Tracking Income and Expense
Strong accounting software programs allow you to setup departments within specific Income and Expense accounts. This allows for financial reporting of overall company performance while still preserving departmental details about each profit center. In this scenario a profit center is setup as a separate department in the General Ledger software module. Direct income from sales and direct costs from purchases is allocated to these departments during normal business activity like invoice processing in Accounts Receivable and Accounts payable programs. The choice to see profit center detail is usually shown as a option when running financial reports.
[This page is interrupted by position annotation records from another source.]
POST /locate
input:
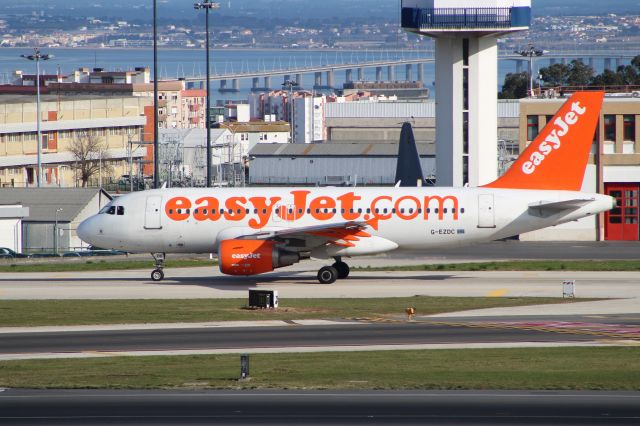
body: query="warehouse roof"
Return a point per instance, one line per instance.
(43, 202)
(336, 149)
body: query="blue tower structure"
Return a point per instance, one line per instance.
(466, 36)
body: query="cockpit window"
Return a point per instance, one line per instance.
(105, 209)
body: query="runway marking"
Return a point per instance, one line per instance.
(620, 331)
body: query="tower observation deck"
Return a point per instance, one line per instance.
(466, 34)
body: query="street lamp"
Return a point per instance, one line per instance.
(290, 84)
(37, 57)
(530, 52)
(207, 5)
(55, 231)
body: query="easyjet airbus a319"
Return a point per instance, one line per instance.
(256, 230)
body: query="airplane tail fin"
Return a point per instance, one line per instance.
(408, 169)
(558, 157)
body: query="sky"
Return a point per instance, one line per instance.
(300, 8)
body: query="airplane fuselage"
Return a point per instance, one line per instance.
(196, 220)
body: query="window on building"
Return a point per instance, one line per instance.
(532, 127)
(629, 127)
(610, 127)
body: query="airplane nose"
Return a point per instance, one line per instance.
(85, 231)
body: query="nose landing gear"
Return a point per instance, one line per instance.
(158, 273)
(329, 274)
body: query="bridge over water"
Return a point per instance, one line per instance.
(385, 69)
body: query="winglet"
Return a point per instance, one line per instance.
(558, 157)
(408, 168)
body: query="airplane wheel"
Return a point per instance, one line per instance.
(342, 268)
(157, 275)
(327, 275)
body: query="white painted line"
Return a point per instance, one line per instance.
(167, 326)
(310, 349)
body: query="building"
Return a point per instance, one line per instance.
(119, 126)
(466, 54)
(613, 169)
(183, 156)
(381, 120)
(11, 216)
(344, 163)
(52, 215)
(178, 107)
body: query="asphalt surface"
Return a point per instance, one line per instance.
(293, 336)
(19, 407)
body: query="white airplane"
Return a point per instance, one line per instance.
(256, 230)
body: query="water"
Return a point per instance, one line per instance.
(174, 63)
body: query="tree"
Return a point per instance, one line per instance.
(515, 86)
(89, 154)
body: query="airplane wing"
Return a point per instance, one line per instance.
(305, 238)
(548, 208)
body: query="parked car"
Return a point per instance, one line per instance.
(40, 255)
(7, 253)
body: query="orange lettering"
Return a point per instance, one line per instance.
(346, 204)
(264, 211)
(235, 209)
(208, 211)
(374, 203)
(415, 207)
(441, 201)
(318, 205)
(175, 204)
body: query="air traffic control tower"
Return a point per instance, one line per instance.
(466, 35)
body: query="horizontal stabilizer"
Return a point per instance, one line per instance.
(547, 208)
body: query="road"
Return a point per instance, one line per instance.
(75, 407)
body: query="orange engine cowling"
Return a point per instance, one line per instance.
(252, 257)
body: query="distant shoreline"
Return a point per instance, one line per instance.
(234, 49)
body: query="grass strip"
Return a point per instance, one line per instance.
(518, 265)
(28, 313)
(101, 265)
(615, 368)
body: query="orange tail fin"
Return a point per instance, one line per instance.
(558, 157)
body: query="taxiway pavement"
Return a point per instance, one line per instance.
(79, 407)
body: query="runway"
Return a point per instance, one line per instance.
(297, 337)
(318, 408)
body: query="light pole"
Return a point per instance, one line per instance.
(55, 231)
(156, 161)
(530, 52)
(289, 84)
(37, 57)
(207, 5)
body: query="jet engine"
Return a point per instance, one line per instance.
(252, 257)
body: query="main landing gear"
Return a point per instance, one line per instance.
(158, 274)
(329, 274)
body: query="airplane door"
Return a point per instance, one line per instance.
(152, 212)
(486, 213)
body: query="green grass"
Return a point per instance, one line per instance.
(101, 265)
(519, 265)
(541, 368)
(14, 313)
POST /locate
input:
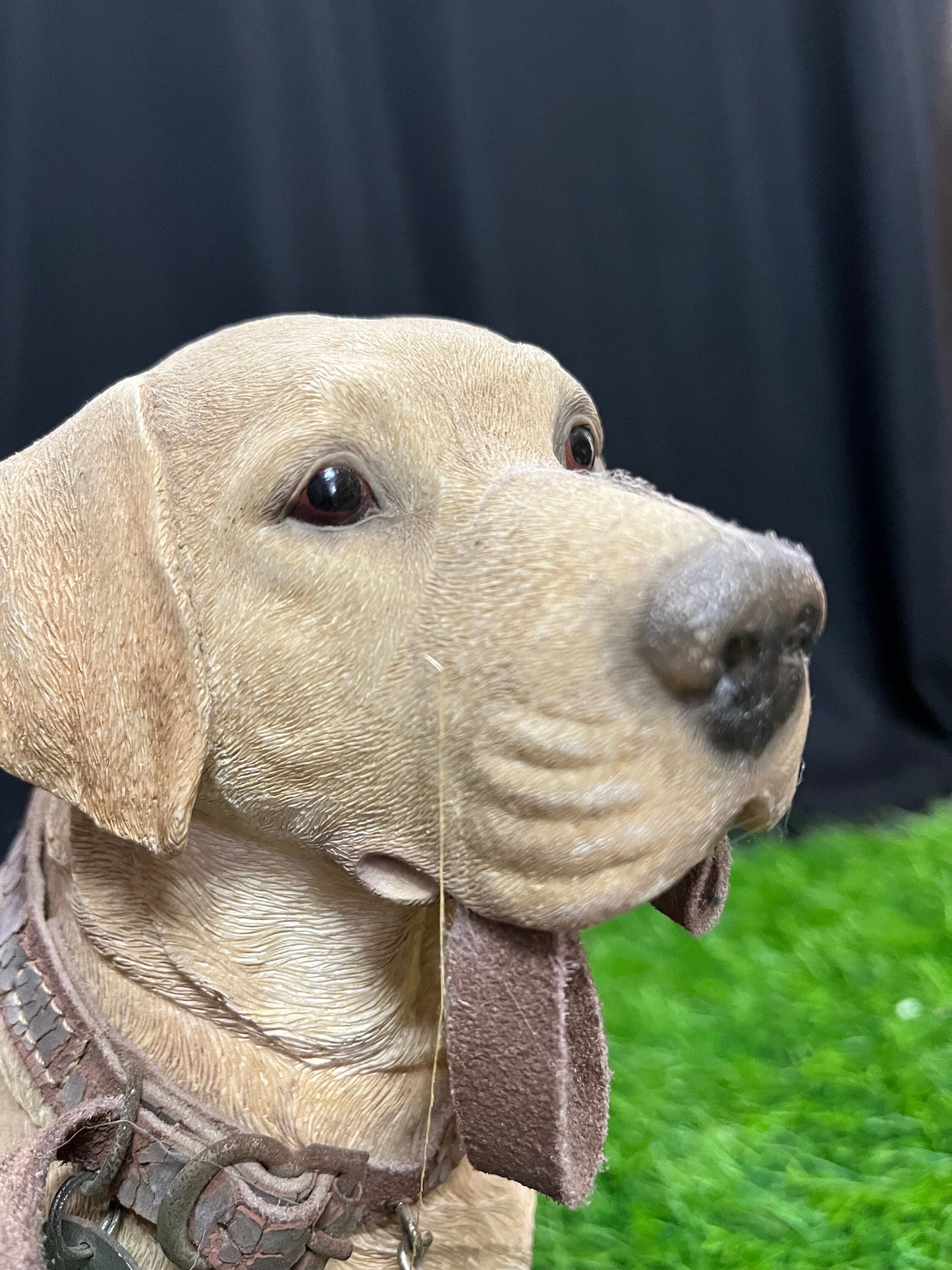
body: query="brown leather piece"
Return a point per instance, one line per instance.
(697, 901)
(23, 1182)
(527, 1054)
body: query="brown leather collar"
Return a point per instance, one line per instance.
(239, 1212)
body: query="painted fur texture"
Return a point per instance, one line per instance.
(237, 716)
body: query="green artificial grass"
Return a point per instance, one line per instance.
(782, 1089)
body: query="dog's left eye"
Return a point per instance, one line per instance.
(334, 496)
(580, 449)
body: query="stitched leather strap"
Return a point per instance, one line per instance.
(245, 1216)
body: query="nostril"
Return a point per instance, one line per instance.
(729, 631)
(805, 630)
(739, 649)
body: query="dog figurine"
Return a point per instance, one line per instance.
(309, 634)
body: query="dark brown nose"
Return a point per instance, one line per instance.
(730, 629)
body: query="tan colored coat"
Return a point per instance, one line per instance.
(246, 708)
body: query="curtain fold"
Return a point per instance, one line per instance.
(719, 215)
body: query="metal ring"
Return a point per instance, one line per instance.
(240, 1148)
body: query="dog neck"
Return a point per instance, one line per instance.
(263, 979)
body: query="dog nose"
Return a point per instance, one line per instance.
(730, 627)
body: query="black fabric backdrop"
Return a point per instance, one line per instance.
(715, 212)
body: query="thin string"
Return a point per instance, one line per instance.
(441, 786)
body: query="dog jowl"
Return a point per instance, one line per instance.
(318, 611)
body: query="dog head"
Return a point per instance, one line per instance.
(366, 587)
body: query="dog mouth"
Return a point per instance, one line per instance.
(563, 824)
(391, 878)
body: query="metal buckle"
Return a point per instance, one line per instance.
(244, 1148)
(414, 1245)
(75, 1244)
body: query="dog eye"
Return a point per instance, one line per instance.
(334, 496)
(580, 450)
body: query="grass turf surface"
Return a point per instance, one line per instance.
(771, 1107)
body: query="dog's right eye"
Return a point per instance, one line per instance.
(334, 496)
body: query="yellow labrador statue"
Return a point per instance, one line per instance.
(357, 687)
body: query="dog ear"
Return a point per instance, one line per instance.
(103, 699)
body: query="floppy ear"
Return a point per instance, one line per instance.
(102, 687)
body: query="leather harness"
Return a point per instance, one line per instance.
(219, 1197)
(530, 1100)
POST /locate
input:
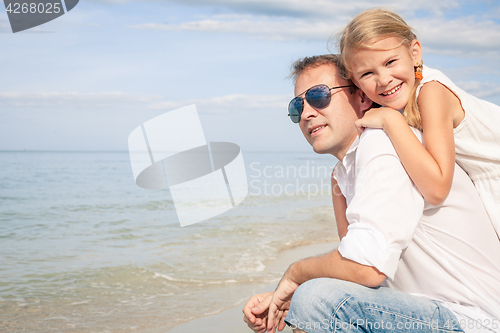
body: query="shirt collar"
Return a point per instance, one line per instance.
(351, 154)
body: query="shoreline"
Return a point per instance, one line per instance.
(232, 320)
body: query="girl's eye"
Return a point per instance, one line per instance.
(365, 75)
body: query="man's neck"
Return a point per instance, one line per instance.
(342, 152)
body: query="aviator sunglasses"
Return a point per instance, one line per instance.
(318, 97)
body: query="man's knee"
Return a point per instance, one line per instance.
(314, 300)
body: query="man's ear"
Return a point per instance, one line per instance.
(364, 103)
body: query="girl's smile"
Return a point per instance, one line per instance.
(384, 70)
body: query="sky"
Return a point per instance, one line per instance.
(85, 80)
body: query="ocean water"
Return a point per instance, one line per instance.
(83, 249)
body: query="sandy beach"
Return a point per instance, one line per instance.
(232, 320)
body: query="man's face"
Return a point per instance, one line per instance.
(330, 130)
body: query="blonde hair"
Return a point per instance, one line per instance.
(374, 25)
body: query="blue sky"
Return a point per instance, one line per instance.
(85, 80)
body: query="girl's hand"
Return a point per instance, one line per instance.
(376, 118)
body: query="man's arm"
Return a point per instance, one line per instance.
(383, 215)
(333, 265)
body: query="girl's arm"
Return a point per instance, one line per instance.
(339, 208)
(431, 167)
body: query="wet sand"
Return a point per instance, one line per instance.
(232, 320)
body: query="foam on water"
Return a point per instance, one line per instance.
(83, 248)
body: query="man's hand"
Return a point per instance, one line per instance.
(255, 312)
(280, 303)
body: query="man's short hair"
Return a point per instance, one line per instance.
(301, 65)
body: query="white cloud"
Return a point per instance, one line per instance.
(220, 104)
(73, 99)
(480, 89)
(322, 8)
(229, 103)
(467, 36)
(259, 27)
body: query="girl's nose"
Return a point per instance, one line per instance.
(384, 78)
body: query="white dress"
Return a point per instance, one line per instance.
(477, 143)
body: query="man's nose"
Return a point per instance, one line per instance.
(308, 111)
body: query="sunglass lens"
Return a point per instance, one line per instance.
(295, 109)
(318, 97)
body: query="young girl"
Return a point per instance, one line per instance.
(384, 59)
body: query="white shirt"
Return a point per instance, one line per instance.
(448, 253)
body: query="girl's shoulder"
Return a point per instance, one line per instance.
(435, 75)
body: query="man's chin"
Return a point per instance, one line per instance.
(320, 150)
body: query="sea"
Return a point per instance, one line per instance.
(84, 249)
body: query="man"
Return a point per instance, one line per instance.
(441, 263)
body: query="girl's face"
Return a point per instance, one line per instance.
(385, 72)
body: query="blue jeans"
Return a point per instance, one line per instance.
(330, 305)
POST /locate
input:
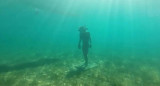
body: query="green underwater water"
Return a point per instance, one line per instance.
(39, 38)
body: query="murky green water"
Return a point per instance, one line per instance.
(39, 42)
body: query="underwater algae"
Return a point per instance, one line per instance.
(108, 72)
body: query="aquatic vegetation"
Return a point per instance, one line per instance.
(52, 72)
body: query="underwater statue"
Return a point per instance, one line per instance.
(85, 38)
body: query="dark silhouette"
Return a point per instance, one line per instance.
(75, 72)
(86, 43)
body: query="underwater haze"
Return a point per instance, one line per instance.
(39, 42)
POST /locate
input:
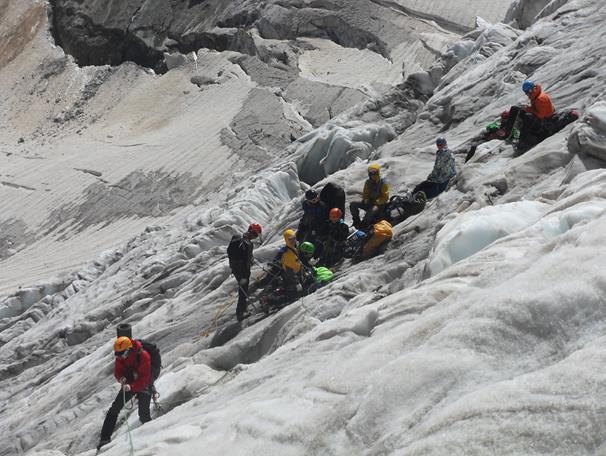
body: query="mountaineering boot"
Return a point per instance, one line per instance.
(243, 315)
(515, 134)
(101, 443)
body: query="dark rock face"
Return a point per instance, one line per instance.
(98, 32)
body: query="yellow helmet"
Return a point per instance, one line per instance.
(374, 169)
(122, 344)
(288, 235)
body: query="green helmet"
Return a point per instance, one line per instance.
(307, 247)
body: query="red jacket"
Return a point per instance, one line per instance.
(540, 104)
(137, 375)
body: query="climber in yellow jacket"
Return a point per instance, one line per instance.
(374, 198)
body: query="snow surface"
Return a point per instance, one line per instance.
(479, 331)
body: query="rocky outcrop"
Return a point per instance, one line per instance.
(98, 32)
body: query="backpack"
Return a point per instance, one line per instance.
(382, 233)
(154, 354)
(323, 275)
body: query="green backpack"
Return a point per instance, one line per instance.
(323, 274)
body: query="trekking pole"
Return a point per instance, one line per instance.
(129, 437)
(195, 56)
(247, 296)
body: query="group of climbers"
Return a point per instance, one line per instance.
(321, 239)
(322, 234)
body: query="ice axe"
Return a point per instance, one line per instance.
(195, 56)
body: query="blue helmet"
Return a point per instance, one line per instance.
(528, 86)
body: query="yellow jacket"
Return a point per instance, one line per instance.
(290, 259)
(376, 193)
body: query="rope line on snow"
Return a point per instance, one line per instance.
(129, 437)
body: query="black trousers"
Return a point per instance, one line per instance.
(431, 189)
(143, 398)
(243, 282)
(370, 216)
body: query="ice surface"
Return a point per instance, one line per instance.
(479, 331)
(474, 230)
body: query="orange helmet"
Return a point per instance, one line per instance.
(122, 347)
(335, 214)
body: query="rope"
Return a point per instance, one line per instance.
(129, 437)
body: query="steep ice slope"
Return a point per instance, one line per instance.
(93, 155)
(499, 353)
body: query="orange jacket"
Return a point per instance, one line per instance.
(541, 105)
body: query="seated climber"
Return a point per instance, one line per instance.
(400, 208)
(531, 120)
(444, 170)
(494, 130)
(315, 216)
(294, 275)
(306, 253)
(374, 197)
(333, 196)
(362, 245)
(335, 238)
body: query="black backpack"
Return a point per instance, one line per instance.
(238, 250)
(154, 353)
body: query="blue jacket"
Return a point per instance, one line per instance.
(444, 168)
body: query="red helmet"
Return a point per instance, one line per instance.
(335, 214)
(255, 228)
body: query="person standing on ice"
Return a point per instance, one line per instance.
(240, 255)
(444, 170)
(531, 118)
(133, 369)
(375, 196)
(334, 243)
(291, 264)
(315, 217)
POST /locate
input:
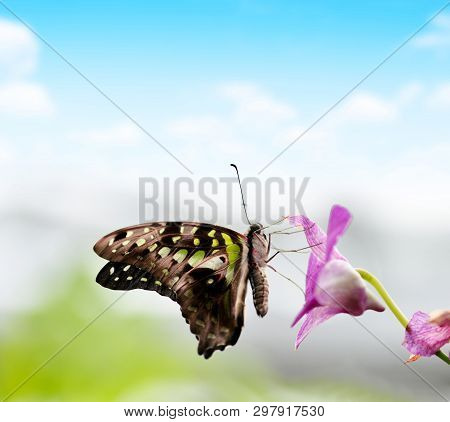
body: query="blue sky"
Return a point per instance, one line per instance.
(227, 81)
(220, 82)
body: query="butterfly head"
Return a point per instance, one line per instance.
(259, 243)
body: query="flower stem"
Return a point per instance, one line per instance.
(393, 306)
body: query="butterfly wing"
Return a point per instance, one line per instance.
(202, 267)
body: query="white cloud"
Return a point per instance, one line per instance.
(18, 49)
(124, 133)
(437, 36)
(367, 107)
(18, 60)
(440, 97)
(24, 99)
(198, 126)
(6, 151)
(252, 103)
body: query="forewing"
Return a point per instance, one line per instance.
(201, 266)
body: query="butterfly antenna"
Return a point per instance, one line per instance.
(242, 193)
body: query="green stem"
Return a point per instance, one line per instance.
(393, 306)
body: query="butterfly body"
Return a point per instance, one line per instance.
(204, 268)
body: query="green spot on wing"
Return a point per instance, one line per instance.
(196, 258)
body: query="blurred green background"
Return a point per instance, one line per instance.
(135, 358)
(218, 83)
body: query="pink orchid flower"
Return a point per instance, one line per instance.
(332, 285)
(426, 334)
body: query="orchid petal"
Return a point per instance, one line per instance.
(338, 223)
(314, 267)
(424, 337)
(315, 237)
(315, 317)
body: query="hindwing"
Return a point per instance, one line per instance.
(201, 266)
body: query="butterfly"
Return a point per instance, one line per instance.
(203, 267)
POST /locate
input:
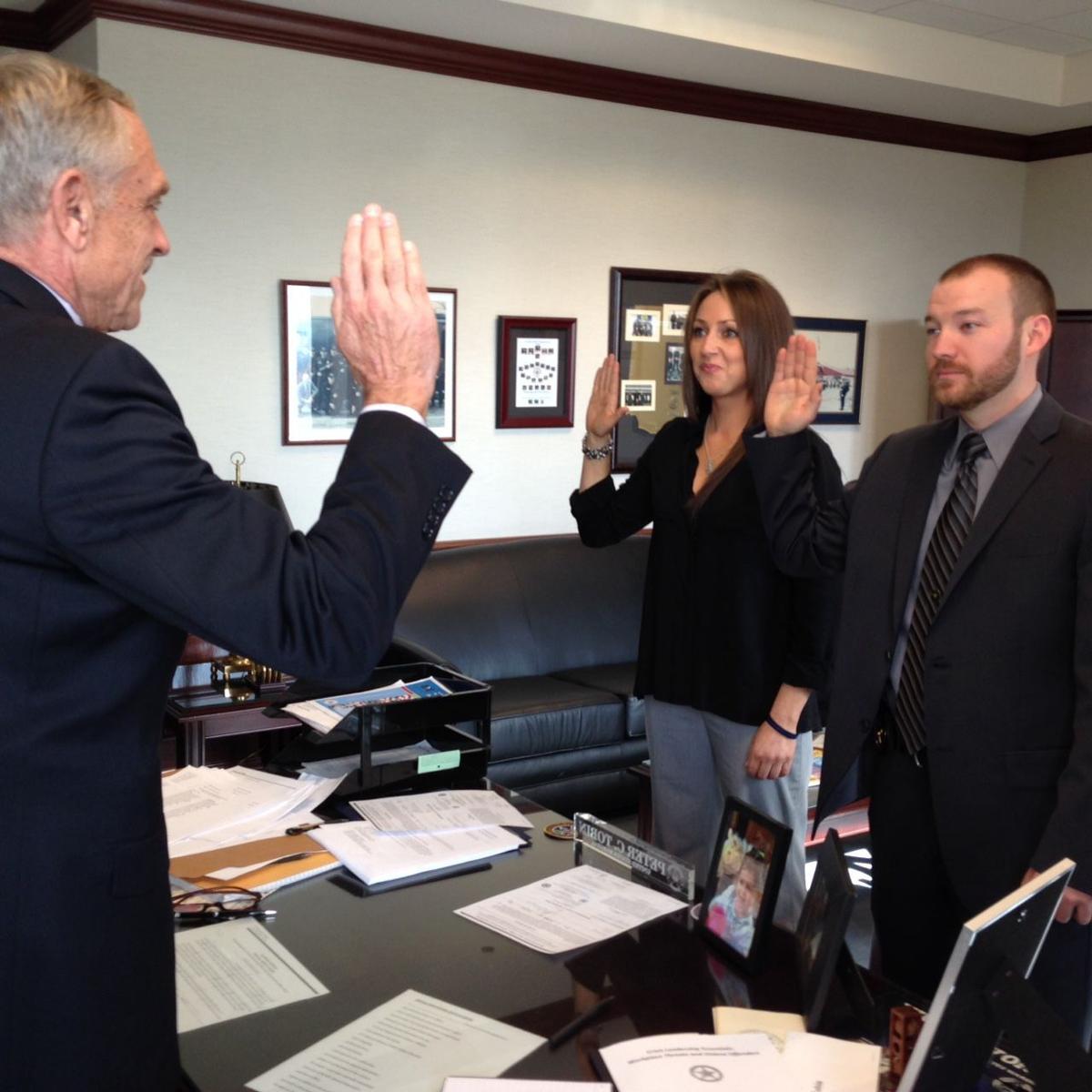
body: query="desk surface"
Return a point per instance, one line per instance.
(369, 949)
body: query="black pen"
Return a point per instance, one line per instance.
(578, 1024)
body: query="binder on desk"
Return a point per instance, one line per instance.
(197, 866)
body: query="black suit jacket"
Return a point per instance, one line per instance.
(116, 540)
(1008, 672)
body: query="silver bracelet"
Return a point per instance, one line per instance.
(595, 453)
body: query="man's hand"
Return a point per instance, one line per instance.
(1076, 905)
(794, 396)
(382, 315)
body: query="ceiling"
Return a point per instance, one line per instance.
(1014, 66)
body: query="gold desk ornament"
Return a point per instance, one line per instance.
(238, 677)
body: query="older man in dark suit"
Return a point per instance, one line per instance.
(964, 677)
(116, 540)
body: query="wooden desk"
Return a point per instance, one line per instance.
(369, 949)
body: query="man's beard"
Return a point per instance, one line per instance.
(976, 390)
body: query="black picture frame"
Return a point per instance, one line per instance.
(748, 860)
(820, 932)
(841, 366)
(535, 366)
(645, 308)
(325, 410)
(642, 304)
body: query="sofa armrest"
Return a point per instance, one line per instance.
(404, 651)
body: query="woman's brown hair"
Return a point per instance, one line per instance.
(764, 327)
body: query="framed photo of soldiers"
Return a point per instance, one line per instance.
(841, 344)
(648, 320)
(320, 398)
(535, 367)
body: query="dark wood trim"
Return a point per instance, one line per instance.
(268, 25)
(21, 30)
(1062, 143)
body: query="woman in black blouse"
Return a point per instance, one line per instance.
(732, 652)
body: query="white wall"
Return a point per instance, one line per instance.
(1058, 227)
(522, 201)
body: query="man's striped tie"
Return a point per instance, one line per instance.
(947, 541)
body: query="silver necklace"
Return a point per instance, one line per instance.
(710, 465)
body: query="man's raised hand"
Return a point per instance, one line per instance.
(383, 318)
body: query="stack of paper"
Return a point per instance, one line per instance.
(448, 809)
(407, 835)
(410, 1043)
(327, 713)
(581, 906)
(377, 856)
(207, 808)
(745, 1062)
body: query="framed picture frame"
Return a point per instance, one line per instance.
(820, 932)
(841, 364)
(320, 399)
(648, 316)
(535, 369)
(743, 879)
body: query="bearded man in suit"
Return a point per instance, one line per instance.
(964, 677)
(116, 540)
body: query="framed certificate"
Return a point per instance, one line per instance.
(535, 364)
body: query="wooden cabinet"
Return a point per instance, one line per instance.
(1065, 369)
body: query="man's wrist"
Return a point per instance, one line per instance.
(410, 412)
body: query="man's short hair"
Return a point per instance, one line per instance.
(1032, 293)
(54, 117)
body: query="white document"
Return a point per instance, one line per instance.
(682, 1063)
(448, 809)
(207, 807)
(685, 1063)
(571, 910)
(323, 714)
(376, 856)
(849, 1067)
(736, 1021)
(410, 1044)
(233, 969)
(511, 1085)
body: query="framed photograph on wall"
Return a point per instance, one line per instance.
(841, 363)
(320, 399)
(743, 879)
(535, 366)
(648, 316)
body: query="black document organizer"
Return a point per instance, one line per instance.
(456, 722)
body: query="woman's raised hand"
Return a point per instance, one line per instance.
(794, 396)
(603, 409)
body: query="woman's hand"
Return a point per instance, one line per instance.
(770, 756)
(794, 396)
(603, 409)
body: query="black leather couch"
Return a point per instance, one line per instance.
(552, 627)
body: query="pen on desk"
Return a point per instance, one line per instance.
(579, 1024)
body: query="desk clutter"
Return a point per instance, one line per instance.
(530, 916)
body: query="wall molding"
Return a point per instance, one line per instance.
(263, 25)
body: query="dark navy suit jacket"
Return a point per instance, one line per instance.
(1008, 666)
(116, 540)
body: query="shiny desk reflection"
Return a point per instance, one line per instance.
(369, 949)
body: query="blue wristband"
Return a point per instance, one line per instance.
(781, 732)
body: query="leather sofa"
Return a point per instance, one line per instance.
(552, 627)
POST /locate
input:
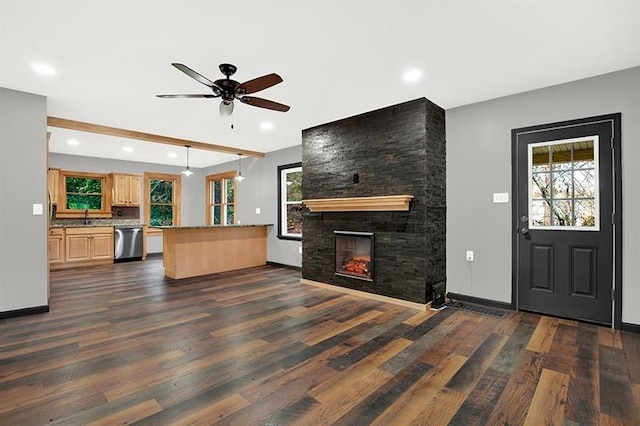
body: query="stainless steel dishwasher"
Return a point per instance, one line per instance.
(127, 243)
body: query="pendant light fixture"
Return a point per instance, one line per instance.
(187, 172)
(239, 178)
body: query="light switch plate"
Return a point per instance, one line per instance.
(500, 197)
Another important part is to properly allocate overhead to each department. Although overhead is not directly related to each profit center it still needs to be part of the equation since overhead also changes in order to support all of the profit centers. But how do you know how much of overhead costs to apply to each profit center? You may think it would be divided up equally but that would give a false allocation. Instead you want to take a weighted percentage of the direct costs of each department. To calculate the percentage take the direct cost of each profit center and divide it by the direct costs of all profit centers. This way the profit centers with less activity will bear a smaller amount of the overhead. Profit centers with a lot of activity will bear more of the overhead.